You can install this gem by adding the rspec-trace-formatter (along with the necessary OpenTelemetry dependencies, if they aren't already included) to your Gemfile and running bundle install. For example:

group :test do
  gem "rspec-trace-formatter"
  gem "opentelemetry-api", "~> 1.0"
  gem "opentelemetry-exporter-otlp", "~> 0.20.0"
end

This library should be used like any other RSpec formatter, with the assistance of any environment variables that you need to control the OpenTelemetry data.
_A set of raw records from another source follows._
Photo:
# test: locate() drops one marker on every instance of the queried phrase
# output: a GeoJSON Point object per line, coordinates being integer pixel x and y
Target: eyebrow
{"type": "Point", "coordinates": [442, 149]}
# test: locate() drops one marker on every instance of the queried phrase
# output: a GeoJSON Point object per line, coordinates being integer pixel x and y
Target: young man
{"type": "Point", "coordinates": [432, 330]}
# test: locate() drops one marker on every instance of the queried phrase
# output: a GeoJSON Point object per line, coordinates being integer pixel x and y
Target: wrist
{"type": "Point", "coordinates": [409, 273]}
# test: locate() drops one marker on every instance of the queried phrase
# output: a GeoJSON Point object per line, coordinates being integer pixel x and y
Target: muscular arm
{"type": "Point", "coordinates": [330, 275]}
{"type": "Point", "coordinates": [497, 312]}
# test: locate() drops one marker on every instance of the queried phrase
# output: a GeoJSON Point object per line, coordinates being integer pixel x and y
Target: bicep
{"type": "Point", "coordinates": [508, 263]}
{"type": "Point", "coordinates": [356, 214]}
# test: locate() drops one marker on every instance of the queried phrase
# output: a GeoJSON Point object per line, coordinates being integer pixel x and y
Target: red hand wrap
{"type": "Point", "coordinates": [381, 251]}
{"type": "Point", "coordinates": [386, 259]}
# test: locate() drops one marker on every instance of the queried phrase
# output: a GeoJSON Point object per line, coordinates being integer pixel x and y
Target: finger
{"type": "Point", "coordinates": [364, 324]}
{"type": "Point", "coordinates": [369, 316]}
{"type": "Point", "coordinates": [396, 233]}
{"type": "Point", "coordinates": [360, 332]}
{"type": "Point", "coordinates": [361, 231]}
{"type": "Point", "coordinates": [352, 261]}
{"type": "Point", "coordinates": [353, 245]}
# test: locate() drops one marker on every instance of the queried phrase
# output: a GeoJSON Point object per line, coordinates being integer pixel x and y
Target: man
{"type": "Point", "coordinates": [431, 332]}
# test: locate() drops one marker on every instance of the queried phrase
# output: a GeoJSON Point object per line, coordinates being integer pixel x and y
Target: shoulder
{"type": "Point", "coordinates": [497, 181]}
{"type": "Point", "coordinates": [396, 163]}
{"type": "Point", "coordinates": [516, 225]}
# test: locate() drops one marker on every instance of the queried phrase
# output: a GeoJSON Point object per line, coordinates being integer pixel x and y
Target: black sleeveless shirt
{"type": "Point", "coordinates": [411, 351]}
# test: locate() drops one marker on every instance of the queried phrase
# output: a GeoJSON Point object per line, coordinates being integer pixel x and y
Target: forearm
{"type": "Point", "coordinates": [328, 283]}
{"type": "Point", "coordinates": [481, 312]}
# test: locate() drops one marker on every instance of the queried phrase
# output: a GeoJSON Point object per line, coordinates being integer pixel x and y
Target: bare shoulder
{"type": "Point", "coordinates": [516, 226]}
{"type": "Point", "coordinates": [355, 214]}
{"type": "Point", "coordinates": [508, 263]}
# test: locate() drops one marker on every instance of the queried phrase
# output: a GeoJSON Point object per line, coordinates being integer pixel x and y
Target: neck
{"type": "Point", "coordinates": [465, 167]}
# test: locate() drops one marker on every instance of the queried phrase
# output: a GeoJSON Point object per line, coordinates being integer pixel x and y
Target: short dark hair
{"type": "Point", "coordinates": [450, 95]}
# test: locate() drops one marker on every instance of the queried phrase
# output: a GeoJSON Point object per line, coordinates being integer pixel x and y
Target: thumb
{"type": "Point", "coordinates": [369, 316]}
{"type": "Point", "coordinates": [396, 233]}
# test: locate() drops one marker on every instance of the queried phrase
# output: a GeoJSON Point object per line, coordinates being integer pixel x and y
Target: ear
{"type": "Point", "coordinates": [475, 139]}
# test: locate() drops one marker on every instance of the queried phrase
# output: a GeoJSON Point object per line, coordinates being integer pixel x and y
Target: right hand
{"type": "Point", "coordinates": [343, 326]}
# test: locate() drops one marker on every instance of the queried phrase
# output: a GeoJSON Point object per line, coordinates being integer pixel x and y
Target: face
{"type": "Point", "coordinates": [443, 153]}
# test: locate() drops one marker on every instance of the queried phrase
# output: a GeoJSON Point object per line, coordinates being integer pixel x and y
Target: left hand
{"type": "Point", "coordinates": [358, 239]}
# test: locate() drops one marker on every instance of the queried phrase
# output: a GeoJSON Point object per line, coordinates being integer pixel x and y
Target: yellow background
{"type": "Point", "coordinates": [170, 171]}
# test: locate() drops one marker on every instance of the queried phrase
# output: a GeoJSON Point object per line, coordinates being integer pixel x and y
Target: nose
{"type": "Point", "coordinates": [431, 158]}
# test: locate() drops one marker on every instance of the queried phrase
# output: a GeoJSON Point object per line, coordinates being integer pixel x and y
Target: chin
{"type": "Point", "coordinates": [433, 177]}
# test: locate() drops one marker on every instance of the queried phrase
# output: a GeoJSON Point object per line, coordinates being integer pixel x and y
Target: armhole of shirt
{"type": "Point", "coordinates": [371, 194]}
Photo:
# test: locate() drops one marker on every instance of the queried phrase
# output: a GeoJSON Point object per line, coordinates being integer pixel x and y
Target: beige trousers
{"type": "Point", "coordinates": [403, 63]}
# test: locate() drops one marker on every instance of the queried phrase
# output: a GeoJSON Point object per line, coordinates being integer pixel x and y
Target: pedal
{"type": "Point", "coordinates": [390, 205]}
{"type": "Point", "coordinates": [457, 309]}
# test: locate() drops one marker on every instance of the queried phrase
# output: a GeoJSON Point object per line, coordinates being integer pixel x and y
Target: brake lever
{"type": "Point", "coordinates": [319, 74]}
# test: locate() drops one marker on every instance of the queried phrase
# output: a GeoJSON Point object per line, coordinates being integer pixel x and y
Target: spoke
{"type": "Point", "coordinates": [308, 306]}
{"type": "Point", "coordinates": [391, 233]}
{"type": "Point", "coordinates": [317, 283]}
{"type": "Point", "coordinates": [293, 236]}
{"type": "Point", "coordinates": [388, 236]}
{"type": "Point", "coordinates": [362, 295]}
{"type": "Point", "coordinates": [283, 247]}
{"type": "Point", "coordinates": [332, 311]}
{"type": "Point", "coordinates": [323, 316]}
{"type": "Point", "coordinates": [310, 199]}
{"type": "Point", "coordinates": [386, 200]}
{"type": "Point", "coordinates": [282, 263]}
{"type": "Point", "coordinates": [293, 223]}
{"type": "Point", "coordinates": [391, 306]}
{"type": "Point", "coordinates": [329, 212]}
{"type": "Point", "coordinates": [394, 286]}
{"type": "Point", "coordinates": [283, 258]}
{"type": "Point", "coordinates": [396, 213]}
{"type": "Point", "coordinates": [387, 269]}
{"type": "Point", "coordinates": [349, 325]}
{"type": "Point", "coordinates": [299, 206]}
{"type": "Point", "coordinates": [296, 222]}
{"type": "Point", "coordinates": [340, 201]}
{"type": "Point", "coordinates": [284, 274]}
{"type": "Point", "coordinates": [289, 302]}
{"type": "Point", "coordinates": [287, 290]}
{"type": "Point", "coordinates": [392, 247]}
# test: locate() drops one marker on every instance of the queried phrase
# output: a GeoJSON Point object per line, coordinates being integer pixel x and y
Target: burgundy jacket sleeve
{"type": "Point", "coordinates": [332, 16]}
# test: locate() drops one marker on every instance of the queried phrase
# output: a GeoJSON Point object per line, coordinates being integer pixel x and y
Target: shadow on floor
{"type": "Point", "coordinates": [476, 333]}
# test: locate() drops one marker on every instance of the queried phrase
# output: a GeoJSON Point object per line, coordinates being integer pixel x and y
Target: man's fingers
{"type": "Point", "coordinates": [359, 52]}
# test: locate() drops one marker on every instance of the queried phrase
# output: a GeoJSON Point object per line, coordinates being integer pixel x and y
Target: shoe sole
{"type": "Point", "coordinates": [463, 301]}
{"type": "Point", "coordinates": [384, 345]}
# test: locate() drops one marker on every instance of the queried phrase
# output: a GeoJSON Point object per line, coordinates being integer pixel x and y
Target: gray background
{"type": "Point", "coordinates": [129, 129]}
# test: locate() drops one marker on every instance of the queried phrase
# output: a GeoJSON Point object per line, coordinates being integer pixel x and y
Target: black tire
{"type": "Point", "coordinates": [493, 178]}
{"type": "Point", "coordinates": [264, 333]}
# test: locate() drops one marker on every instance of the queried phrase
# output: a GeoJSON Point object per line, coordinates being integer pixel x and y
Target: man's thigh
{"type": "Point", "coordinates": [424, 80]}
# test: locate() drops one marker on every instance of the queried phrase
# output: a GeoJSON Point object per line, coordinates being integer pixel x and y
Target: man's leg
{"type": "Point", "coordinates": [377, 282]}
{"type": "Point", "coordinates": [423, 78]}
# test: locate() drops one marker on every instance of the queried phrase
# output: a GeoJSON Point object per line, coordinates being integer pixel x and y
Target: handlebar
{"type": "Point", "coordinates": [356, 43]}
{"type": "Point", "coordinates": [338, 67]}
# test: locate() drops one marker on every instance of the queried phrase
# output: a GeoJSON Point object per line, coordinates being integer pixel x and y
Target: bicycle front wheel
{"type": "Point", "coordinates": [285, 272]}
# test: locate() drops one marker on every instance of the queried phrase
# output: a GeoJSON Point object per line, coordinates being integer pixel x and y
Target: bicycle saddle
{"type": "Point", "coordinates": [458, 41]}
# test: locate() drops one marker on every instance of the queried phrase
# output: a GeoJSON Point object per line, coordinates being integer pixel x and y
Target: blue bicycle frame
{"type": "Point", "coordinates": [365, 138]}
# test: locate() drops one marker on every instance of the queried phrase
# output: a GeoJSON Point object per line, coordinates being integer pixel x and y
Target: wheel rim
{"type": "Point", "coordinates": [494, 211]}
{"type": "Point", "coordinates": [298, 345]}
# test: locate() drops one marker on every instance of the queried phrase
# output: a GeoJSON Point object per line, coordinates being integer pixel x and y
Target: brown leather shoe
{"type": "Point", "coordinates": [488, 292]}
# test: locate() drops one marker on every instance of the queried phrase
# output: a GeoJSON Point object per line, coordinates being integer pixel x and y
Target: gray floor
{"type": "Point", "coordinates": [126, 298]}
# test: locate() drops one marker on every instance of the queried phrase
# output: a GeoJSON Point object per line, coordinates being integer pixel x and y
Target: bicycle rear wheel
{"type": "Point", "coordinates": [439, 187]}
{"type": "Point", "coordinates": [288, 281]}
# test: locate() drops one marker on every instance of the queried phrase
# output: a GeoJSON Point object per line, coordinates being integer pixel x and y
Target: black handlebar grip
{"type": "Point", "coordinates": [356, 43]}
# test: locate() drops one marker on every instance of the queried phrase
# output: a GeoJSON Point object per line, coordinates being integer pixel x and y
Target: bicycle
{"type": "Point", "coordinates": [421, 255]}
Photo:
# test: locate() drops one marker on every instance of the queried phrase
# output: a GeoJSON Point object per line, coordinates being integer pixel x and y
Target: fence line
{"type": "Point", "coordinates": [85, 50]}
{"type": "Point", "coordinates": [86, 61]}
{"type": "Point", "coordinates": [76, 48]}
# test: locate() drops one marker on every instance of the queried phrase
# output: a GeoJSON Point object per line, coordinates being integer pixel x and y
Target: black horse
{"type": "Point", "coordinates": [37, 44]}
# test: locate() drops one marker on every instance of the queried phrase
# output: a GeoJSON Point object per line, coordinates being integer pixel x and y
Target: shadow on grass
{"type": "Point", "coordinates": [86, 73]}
Example of using the RSpec::Trace::OpenTelemetryFormatter with representative environment variables set:

$ OTEL_TRACES_EXPORTER=console bundle exec rspec --format RSpec::Trace::OpenTelemetryFormatter

Example of running the RSpec::Trace::Formatter by itself and sending the output to rspec-trace-consumer separately (in a way that you can surely improve upon):

$ OTEL_TRACES_EXPORTER=console bundle exec rspec --format RSpec::Trace::Formatter --out /tmp/trace-events.jsonl

# Piping the input in
$ rspec-trace-consumer < /tmp/trace-events.jsonl

# Passing a filename as an argument
$ rspec-trace-consumer /tmp/trace-events.jsonl

If the TRACEPARENT environment variable is set in either of these cases, it will be interpreted as a W3C Trace Context Traceparent Header value. This will allow you to include the span events generated by this library in a larger distributed trace.

How Do I Contribute?

Very carefully, I hope.

One notable fact is that we use snapshot testing for the class underpinning rspec-trace-consumer. To keep this reliable, I've defined a custom OpenTelemetry span exporter that includes meaningful-enough data to test with and no execution-specific fields.

Useful rake commands

  • rake build: Build the gem
  • rake install: Builds and installs the gem
  • rake regenerate_examples: Rebuilds fixtures for snapshot tests
  • rake test: Runs the automated tests (written with RSpec, of course)
  • rake update_snapshots: Updates the test snapshots

Containers

Configuration for a dev container is provided for convenience. The main practical benefit of developing in the container is to be able to regenerate the snapshots for the Consumer tests with consistent and non-identifying file paths for the stack traces.